Altman, now in his 70s but with the energy of a circus juggler, adds the murder mystery genre to his

impressive list of work that includes M*A*S*H, The Player and Short Cuts.

“I love to take genres and turn them over a little bit, look at them differently. I didn’t really want to do a ‘whodunit’ but rather a ‘that it was done’, ” he remembers.

As is so often the case with an Altman ensemble, the cast grew to embrace a wealth of talent, this time from Britain’s cream of the crop including Maggie Smith, Richard E Grant, Helen Mirren, Alan Bates, Kristin Scott Thomas, Jeremy Northam and Emily Watson.

Fellowes recalls how the seed for Gosford Park was first originated, “Bob [Altman] and producer Bob Balaban had decided to explore the English class system by taking a fully staffed English country house in the 1930s and exposing all these desperate lives with desperate agendas”. Altman counters: “We called it Ten Little Indians meets Rules of the Game.”

When Balaban introduced Fellowes to Altman as a potential writer of Gosford Park, he found himself drawn to the idea’s potential and the collaboration.

“I think that what interests Bob for movie projects are narratives wherein people arbitrarily have to share a geographical position, and not by emotional choice: the gathering of a family wedding, for example [as in A Wedding], or the variety of individuals employed by a Hollywood studio [as in The Player].

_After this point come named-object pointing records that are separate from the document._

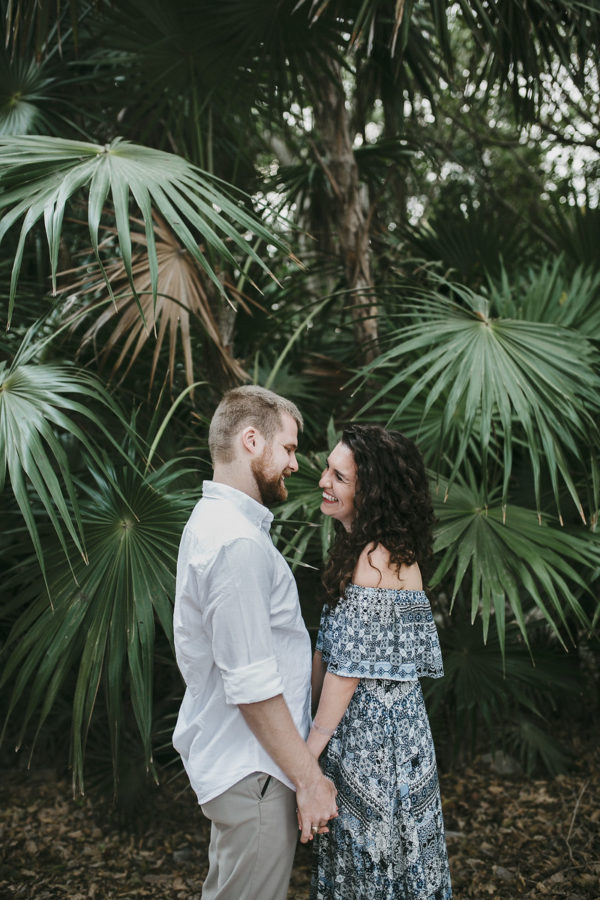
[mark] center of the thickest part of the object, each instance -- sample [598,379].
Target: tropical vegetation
[385,211]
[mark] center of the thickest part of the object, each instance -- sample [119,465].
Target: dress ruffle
[381,633]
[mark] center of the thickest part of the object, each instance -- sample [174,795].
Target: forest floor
[508,836]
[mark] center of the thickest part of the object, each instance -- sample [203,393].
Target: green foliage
[457,115]
[98,623]
[500,697]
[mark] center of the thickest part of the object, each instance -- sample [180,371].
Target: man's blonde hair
[243,406]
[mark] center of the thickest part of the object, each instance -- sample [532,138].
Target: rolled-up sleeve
[238,619]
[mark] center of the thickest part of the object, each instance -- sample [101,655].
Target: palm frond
[184,302]
[39,403]
[495,373]
[41,174]
[101,628]
[508,559]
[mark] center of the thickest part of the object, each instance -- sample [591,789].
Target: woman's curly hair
[392,503]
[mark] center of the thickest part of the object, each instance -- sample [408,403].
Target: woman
[371,728]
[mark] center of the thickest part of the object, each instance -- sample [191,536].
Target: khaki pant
[252,840]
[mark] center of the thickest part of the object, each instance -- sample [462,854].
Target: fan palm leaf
[183,301]
[102,627]
[494,372]
[509,559]
[41,174]
[39,403]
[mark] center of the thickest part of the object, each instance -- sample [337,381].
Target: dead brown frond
[186,299]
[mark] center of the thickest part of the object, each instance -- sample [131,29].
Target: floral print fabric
[388,841]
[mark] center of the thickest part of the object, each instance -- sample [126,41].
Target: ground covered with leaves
[509,836]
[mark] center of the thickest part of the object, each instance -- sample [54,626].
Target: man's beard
[271,487]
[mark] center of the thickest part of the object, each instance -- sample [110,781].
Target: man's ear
[251,439]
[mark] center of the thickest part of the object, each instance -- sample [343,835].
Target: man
[245,656]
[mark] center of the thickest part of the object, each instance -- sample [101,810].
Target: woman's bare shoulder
[374,569]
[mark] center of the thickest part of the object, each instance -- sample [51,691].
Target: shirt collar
[253,510]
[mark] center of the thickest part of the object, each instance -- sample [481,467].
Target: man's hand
[316,806]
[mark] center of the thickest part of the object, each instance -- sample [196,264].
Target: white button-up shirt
[239,638]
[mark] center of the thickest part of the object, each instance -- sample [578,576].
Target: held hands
[316,806]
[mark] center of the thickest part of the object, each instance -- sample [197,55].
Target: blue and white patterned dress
[388,841]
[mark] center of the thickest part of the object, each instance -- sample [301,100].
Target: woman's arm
[316,681]
[335,697]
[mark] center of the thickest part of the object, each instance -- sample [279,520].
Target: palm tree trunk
[349,222]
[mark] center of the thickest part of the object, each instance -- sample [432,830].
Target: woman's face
[338,483]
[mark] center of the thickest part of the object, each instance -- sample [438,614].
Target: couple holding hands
[360,779]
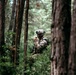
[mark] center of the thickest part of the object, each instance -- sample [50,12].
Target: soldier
[40,42]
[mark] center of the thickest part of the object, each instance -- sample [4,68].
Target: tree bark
[2,25]
[18,27]
[72,49]
[12,16]
[60,36]
[26,32]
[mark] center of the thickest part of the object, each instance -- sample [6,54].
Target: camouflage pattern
[39,42]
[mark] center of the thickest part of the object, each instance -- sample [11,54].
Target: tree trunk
[72,49]
[18,24]
[2,25]
[12,16]
[26,31]
[60,36]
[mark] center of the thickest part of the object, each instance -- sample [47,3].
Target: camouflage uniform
[39,42]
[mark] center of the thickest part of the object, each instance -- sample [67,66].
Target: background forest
[19,20]
[39,17]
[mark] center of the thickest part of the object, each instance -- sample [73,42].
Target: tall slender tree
[60,36]
[18,27]
[2,25]
[72,49]
[26,31]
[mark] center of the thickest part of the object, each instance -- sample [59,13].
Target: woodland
[19,20]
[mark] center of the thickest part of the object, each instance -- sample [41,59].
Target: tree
[17,28]
[26,32]
[72,48]
[2,25]
[60,36]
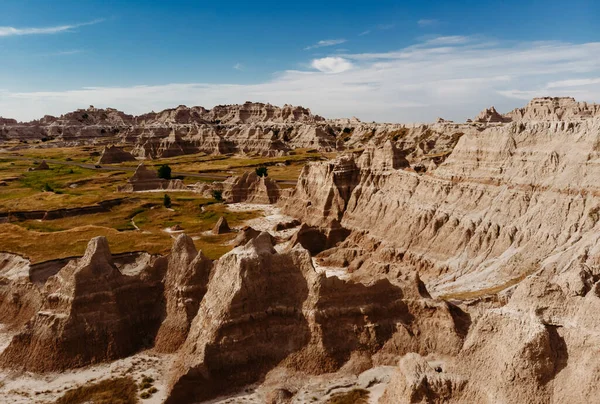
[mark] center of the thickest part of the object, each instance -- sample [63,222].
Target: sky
[385,61]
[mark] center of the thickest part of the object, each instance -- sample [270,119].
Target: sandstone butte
[472,280]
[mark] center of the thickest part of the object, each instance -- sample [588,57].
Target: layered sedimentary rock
[114,154]
[264,308]
[251,128]
[511,210]
[19,298]
[91,312]
[490,115]
[221,226]
[251,188]
[147,180]
[185,285]
[555,109]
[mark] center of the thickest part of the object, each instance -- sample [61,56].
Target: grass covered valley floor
[139,222]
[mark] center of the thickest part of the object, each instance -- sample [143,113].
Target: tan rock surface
[90,313]
[114,154]
[251,188]
[185,285]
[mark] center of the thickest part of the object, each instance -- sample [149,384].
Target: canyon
[422,263]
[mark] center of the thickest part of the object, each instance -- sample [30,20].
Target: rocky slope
[511,210]
[470,275]
[251,128]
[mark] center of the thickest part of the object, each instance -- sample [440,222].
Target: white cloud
[326,42]
[454,79]
[331,64]
[573,83]
[424,22]
[385,27]
[12,31]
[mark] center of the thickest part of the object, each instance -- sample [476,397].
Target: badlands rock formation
[510,206]
[475,280]
[185,286]
[91,312]
[251,128]
[264,308]
[114,154]
[250,188]
[145,179]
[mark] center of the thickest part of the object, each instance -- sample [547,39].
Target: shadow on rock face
[250,320]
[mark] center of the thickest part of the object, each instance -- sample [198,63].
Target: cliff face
[511,205]
[264,308]
[251,188]
[185,286]
[251,128]
[91,313]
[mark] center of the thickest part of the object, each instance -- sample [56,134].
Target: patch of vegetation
[167,201]
[164,172]
[356,396]
[114,391]
[262,171]
[217,195]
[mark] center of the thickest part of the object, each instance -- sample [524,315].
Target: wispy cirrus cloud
[427,22]
[12,31]
[452,78]
[331,64]
[325,42]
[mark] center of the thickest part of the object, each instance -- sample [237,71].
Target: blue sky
[400,61]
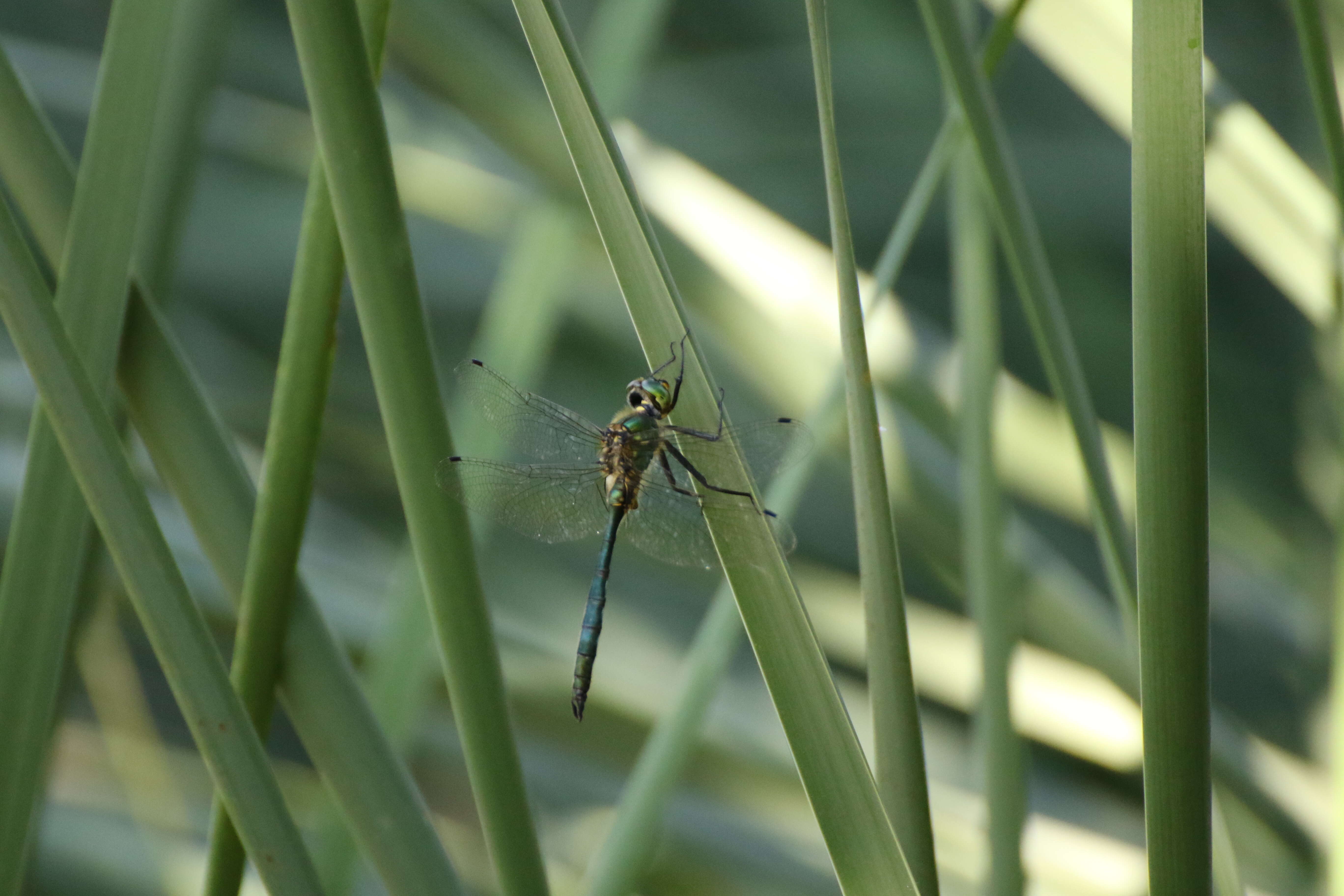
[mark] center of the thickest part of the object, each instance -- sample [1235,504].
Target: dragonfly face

“They are brought together, not necessarily because they want to be together, and therefore they almost always have entirely different agendas.” Altman wryly responds to Fellowes’s observation: “I never looked at it so analytically before but Julian may have discovered my Achilles heel for storytelling.”

Altman and Fellowes plotted the narrative in such a way that the story is seen very much from the point of view of the servants. “Very early on we decided on this convention that you would never see an upstairs character unless a servant was present,” comments Fellowes.

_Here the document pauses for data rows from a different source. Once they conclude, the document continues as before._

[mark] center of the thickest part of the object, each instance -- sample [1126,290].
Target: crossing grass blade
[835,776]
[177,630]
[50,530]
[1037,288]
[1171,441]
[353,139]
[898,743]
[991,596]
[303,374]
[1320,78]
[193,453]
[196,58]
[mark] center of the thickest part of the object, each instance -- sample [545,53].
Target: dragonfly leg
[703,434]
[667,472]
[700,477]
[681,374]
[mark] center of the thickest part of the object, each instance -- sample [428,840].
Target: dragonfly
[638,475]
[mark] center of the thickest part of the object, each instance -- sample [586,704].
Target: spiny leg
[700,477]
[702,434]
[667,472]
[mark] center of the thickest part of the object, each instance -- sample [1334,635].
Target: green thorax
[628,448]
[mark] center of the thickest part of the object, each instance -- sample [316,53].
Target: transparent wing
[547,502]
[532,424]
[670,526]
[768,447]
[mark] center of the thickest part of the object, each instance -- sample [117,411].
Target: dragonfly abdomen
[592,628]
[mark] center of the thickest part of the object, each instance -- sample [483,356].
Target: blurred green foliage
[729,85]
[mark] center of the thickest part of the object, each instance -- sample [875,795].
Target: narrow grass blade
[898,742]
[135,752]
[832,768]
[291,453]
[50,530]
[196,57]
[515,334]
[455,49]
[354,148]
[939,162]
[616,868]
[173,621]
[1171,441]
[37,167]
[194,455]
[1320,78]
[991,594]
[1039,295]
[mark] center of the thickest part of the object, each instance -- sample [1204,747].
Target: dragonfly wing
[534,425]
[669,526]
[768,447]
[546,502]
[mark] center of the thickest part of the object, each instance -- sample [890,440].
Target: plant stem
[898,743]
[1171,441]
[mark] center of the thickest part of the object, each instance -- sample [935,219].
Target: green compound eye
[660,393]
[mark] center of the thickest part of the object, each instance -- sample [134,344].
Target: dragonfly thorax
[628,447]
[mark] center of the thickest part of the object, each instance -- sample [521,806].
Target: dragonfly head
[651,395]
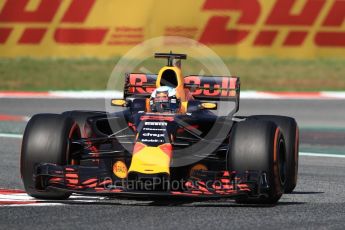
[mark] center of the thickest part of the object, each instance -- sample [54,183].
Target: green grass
[93,74]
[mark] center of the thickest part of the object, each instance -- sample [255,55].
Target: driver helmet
[163,99]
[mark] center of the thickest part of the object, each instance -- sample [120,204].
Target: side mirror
[209,106]
[118,102]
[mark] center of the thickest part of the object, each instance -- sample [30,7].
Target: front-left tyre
[46,139]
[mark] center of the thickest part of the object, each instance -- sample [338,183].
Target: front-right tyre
[47,139]
[259,145]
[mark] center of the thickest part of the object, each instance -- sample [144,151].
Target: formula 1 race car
[175,136]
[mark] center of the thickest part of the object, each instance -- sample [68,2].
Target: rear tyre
[290,131]
[259,145]
[46,140]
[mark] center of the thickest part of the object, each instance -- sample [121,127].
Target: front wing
[201,184]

Fellowes’s rapid jumping from one insightful reflection to the next also draws comparison to the strict

system that resides in both the upstairs and downstairs environments, and how the servants actually took it more seriously. “The upper class could abide by or abandon their own rules as they wish, but the servants absolutely lived by them.”

When probed about his role in Hollywood’s evolution, Altman is quick to dismiss the correlation: “I was never part of Hollywood. Ever. I was always an outsider. I could not tell you the name of any person who heads a Hollywood studio. I don’t know them. I’ve never even hung out on Hollywood Boulevard. We’re in a different business. They sell shoes and I make gloves.”

Despite Altman’s disassociation with Hollywood, there is little doubt of the impact he has had on the

industry, with rising auteurs such as Paul Thomas Anderson (Boogie Nights), Alexander Payne (Election) and Wes Anderson (The Royal Tennenbaums) citing him as a major influence. It’s of some comfort then that there are still grand men around of the cinematic tradition such as Altman and Fellowes who continue to push the boundaries of film in new and exciting directions.

As I gracelessly try to wrap up with the worldly duo, Fellowes leans over to me, hat teetering on the edge of his head: “You liked our film then?”

Altman stops me before I have a chance to answer yes … “Julian the man hasn’t even finished his cigar yet.”